Now, even if Scholz has plans, they cannot be implemented due to the tug-of-war between multiple factions in the government, leading to his self-termination.
02.
The German economy has been stagnant for some time. In the third quarter of this year, German GDP, which was originally expected to decline, unexpectedly grew by 0.2%, bringing a glimmer of hope.
However, the recession seems to have only just begun as the government lacks the strong-arm tactics to implement widespread reforms. Scholz has a "large-scale spending plan" promising to raise the minimum wage, lower food taxes, and strictly manage debt, but he cannot implement it.
Therefore, many predict that Germany's next government is likely to be dominated by the far-right.
What has pushed Europe's largest economy into darkness?
After the Russia-Ukraine conflict, energy prices in Europe began to rise sharply, leading to an energy and supply crisis. The German Chemical Industry Association (VCI) estimates that energy prices in Germany are currently five times higher than in the United States and two to three times higher than in China.
The result is a direct weakening of consumer spending and corporate production, with rising prices and significantly increased raw material and energy costs for companies.
Over the past four years, industrial electricity prices in Europe have generally increased by more than 50%, with average electricity prices leading among the world's major economies.
As a manufacturing powerhouse, Germany has traditionally maintained a high trade surplus, but with the weakening of manufacturing competitiveness due to rising costs, the trade surplus has begun to decline significantly.
This has given emerging automotive countries like China an opportunity, leading to a sudden surge in auto exports and a "three-year explosion" in auto exports since 2021.
Due to geopolitical factors and great power rivalry, Volkswagen, Bosch, and others have encountered resistance from old forces in their transition to electrification and intelligence, including the politicization of climate issues and the EU's repeated reversal on carbon emission targets, leading to delays and distortions.
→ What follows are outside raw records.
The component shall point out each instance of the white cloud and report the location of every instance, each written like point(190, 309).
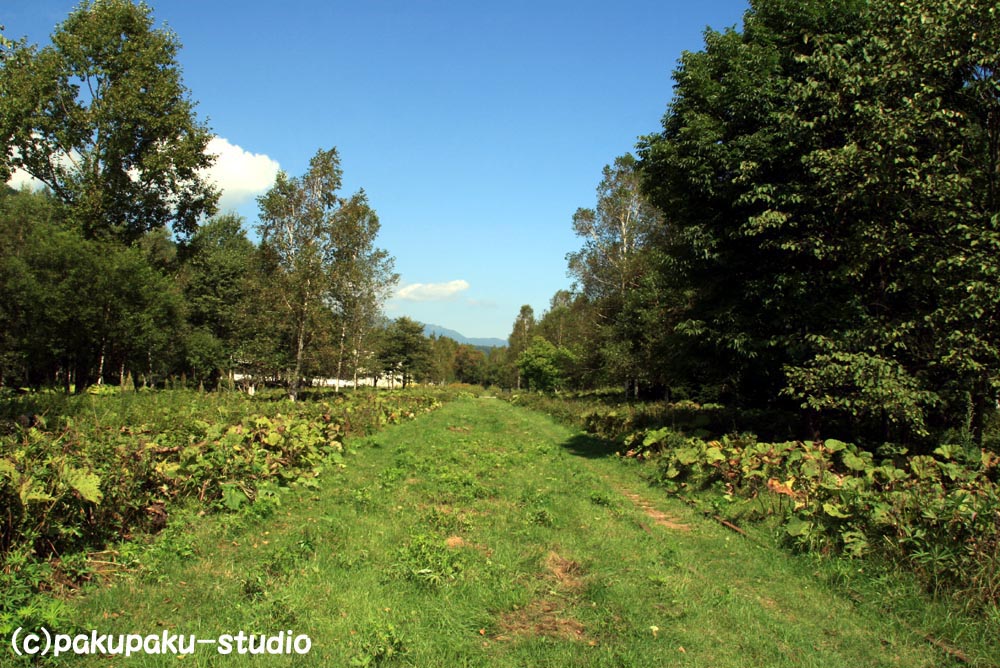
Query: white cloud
point(429, 292)
point(240, 175)
point(21, 178)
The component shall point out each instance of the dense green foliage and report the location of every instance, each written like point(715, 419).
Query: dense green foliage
point(937, 515)
point(112, 274)
point(78, 474)
point(814, 229)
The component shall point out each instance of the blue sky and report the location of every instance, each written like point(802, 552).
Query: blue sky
point(476, 128)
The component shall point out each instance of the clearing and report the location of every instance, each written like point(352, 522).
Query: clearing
point(484, 534)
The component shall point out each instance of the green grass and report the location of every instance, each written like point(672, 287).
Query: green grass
point(488, 535)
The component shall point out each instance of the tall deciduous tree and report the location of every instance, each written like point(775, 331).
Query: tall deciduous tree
point(405, 351)
point(519, 340)
point(102, 118)
point(298, 231)
point(363, 278)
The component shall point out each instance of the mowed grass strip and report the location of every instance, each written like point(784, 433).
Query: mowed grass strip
point(488, 535)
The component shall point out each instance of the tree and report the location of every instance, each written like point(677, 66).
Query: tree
point(299, 232)
point(405, 350)
point(470, 365)
point(542, 365)
point(519, 340)
point(102, 119)
point(750, 252)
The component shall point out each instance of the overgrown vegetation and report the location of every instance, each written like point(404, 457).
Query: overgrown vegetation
point(79, 475)
point(936, 514)
point(487, 535)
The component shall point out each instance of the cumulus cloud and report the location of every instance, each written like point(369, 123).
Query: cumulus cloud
point(429, 292)
point(239, 174)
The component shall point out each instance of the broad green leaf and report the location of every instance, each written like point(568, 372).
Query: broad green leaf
point(88, 485)
point(834, 511)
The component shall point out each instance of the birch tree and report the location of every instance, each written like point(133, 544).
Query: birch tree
point(298, 228)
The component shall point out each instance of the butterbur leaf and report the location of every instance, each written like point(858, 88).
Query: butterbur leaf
point(797, 527)
point(833, 445)
point(32, 492)
point(834, 511)
point(233, 497)
point(7, 469)
point(713, 455)
point(87, 485)
point(854, 462)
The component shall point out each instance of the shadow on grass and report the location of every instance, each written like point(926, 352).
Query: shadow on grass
point(590, 447)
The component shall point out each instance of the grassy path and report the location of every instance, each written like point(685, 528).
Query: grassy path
point(487, 535)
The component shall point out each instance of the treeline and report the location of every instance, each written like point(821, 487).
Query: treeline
point(815, 229)
point(111, 274)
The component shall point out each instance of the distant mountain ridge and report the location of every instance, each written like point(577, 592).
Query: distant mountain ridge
point(438, 330)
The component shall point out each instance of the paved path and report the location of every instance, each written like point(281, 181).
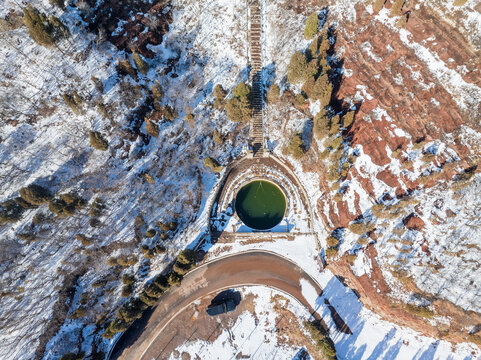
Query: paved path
point(256, 129)
point(248, 268)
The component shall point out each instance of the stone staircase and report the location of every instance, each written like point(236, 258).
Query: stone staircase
point(256, 130)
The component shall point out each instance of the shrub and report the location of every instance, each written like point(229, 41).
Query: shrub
point(140, 63)
point(73, 356)
point(312, 24)
point(348, 118)
point(151, 128)
point(24, 204)
point(273, 94)
point(300, 100)
point(66, 205)
point(361, 228)
point(118, 325)
point(159, 249)
point(99, 86)
point(27, 236)
point(35, 194)
point(296, 146)
point(378, 5)
point(78, 313)
point(124, 67)
point(127, 290)
point(220, 95)
point(350, 258)
point(128, 279)
point(97, 141)
point(336, 143)
point(10, 212)
point(132, 310)
point(150, 233)
point(96, 207)
point(153, 291)
point(185, 261)
point(331, 253)
point(299, 69)
point(320, 89)
point(169, 113)
point(189, 117)
point(475, 338)
point(44, 31)
point(162, 282)
point(334, 127)
point(84, 240)
point(212, 164)
point(421, 311)
point(147, 300)
point(174, 279)
point(332, 241)
point(338, 196)
point(321, 124)
point(218, 138)
point(402, 21)
point(73, 102)
point(239, 108)
point(396, 9)
point(332, 174)
point(323, 343)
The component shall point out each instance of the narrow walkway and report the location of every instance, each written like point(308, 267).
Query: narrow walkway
point(256, 130)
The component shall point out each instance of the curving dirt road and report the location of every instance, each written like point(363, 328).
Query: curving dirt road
point(249, 268)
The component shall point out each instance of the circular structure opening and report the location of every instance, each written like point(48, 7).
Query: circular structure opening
point(260, 205)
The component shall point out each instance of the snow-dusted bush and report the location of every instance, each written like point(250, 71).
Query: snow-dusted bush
point(44, 31)
point(300, 69)
point(318, 89)
point(320, 336)
point(321, 124)
point(58, 3)
point(296, 146)
point(312, 24)
point(74, 101)
point(127, 290)
point(300, 100)
point(218, 138)
point(360, 228)
point(98, 142)
point(396, 8)
point(212, 164)
point(239, 107)
point(10, 212)
point(140, 63)
point(273, 94)
point(378, 5)
point(66, 205)
point(219, 94)
point(35, 194)
point(84, 240)
point(150, 233)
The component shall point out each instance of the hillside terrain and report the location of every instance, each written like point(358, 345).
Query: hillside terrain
point(114, 132)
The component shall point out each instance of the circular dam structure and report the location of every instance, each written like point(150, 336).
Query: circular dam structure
point(260, 205)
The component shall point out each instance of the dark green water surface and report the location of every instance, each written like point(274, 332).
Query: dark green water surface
point(260, 205)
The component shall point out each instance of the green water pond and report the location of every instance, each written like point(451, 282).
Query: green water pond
point(260, 205)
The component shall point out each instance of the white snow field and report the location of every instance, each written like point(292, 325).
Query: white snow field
point(42, 140)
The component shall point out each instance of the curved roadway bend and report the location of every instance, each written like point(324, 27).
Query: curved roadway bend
point(249, 268)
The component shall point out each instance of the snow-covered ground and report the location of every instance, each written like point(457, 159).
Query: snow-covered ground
point(252, 335)
point(372, 337)
point(43, 141)
point(51, 147)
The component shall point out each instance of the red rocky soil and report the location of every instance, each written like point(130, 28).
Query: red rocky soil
point(412, 109)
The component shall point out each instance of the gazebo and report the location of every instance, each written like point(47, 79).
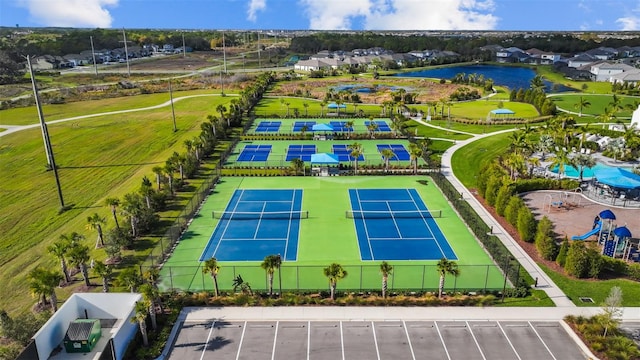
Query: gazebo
point(500, 114)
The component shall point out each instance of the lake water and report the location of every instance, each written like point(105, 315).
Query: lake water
point(511, 77)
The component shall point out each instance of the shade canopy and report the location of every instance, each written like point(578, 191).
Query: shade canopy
point(622, 231)
point(322, 127)
point(607, 214)
point(335, 106)
point(324, 158)
point(617, 177)
point(502, 112)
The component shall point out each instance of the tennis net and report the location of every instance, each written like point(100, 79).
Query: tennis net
point(364, 214)
point(240, 215)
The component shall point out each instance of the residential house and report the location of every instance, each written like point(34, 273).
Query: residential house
point(602, 71)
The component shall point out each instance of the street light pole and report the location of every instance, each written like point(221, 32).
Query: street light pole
point(45, 135)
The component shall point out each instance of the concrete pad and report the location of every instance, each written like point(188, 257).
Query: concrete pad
point(425, 340)
point(257, 343)
point(492, 341)
point(325, 340)
point(291, 340)
point(225, 341)
point(557, 340)
point(392, 340)
point(459, 341)
point(358, 340)
point(190, 341)
point(525, 341)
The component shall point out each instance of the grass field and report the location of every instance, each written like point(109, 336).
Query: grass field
point(598, 103)
point(98, 158)
point(328, 236)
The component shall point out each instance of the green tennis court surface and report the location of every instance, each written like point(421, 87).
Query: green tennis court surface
point(328, 235)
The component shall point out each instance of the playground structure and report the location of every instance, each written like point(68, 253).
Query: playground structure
point(565, 200)
point(616, 242)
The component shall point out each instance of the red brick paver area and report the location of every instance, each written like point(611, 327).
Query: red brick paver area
point(575, 215)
Volkswagen once pinned its hopes on its software subsidiary Cariad for intelligence. Even after investing heavily, when it came time to use the products, it was found that highly paid German programmers could not deliver stable products.
Looking back, they found that Chinese automakers and Tesla in the United States had already left them far behind, and it was impossible to catch up. As a result, Volkswagen invested 5 billion yuan in XPeng Motors to participate in the market but was still not assured, so it also invested $5.8 billion in Rivian, leaving a backup plan.
Joining the competition when unable to win is an extremely helpless strategy.
The strength of German thinking lies in rigorous and precise manufacturing, but it is precisely this strength that restricts its exploration in the software field. In the fields of automotive intelligence and AI, Germany has fallen farther and farther behind China and the United States.
Germany's collapse has further extended overseas.
In the Chinese market, Porsche plans to reduce its workforce, including permanent and outsourced positions, by 30%, with compensation based on the N+6 standard. Porsche's parent company, Volkswagen, delivered only 1.345 million vehicles in the Chinese market in the first half of this year, a year-on-year decline of 7.4%, and layoffs began as early as October.
In the next era, German automobiles, which once played an important role in our lives, may quickly become marginalized, and the "luxury" of the Western world may step down from its pedestal step by step.